Karo looked at the caryatids holding up the vaulted roof and sneered. They were done by the same artist that had carved the stubby winged cherubs on the bench in the rose garden. There must have been a shortage of stonecutters in the New World for Vellacourt to have continued patronizing this particular artisan.

“Vellacourt wasn’t married to any one architectural style.” Tristam went on with his lecture by quoting directly from the visitors pamphlet Karo had whipped up, which clearly Clarice had never read. “The house itself is a handsome example
of Gothic Revival, but almost Victorian in its elaborate decoration. For example, the flying buttresses…”

He looked good in the sun, all Errol Flynn with golden muscles and Lord Peter Wimsey melodious piffle. Karo could smell the vanilla from where she stood, and her recently oversexed body displayed its usual sorry symptoms at his presence. Karo snorted at herself in disgust. What was she doing out here? Trailing along like the kid sister and pestering the adults? She should be ashamed. Had she no pride? No faith? No better things to do?

Tristam wasn’t a shallow twit, she reminded herself. He had to be polite to his employer, and that was just what he was doing. The woman might even get around to telling him what she was doing in Virginia. And really, Clarice didn’t seem like the kind of female interested in much of anything beyond her own fascinating self. Of course, what little bit of interest she did have seemed directed at Tristam, but he was a big boy. He could handle a man-eater. Couldn’t he? Karo chewed her lip and lingered indecisively.
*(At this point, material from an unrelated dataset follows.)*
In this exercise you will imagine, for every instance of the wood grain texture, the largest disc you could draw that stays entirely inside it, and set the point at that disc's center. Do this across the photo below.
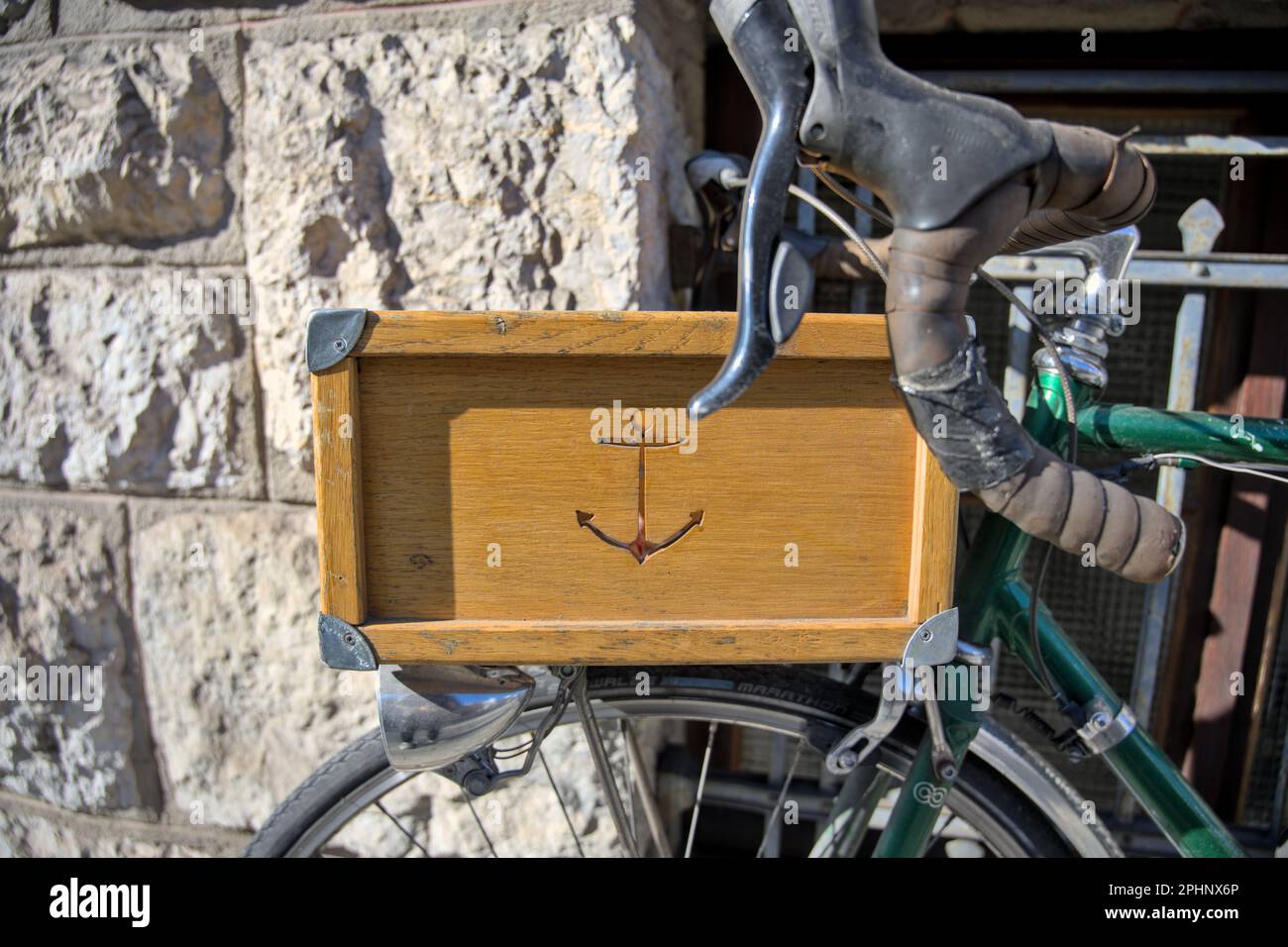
(820, 335)
(642, 642)
(828, 530)
(338, 474)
’Stein, who had stuck with the humans, even to the point of wading through wet grass with his tender, house-raised paws, made a rather well-timed meow and came to sit on Karo’s feet. She had to admit that he made a valid point: her thoughts had been more than a bit catty, and she was disgracing herself with such immature behavior. Karo had a last wistful and immodest wish that Clarice might have caught them in the act on a blanket in the rose garden.

In her fantasy, her makeup was in place, her hair completely detangled and she was wearing a wispy little something in virginal white. Cruel circumstance had left Karo with the reality of facing her rival with post-coital hair and clothes, and too little sleep. Life just wasn’t fair.

She pulled her eyes away from Tristam’s heroic form. It was a nice fantasy, showing that polished-toothed homewrecker in the clearest possible way about the transcendental relationship that Karo and Tristam shared, but it was only a fantasy. Besides, who even said they shared a transcendental relationship? Tristam certainly hadn’t. Not in any clear, declarative terms.

Karo sighed, dislodged the cat from her feet and turned smartly in the wet weeds. She started back for the house at a brisk pace, keeping her face forward and her shoulders back. She might not have neat hair, but she did have her dignity. Now.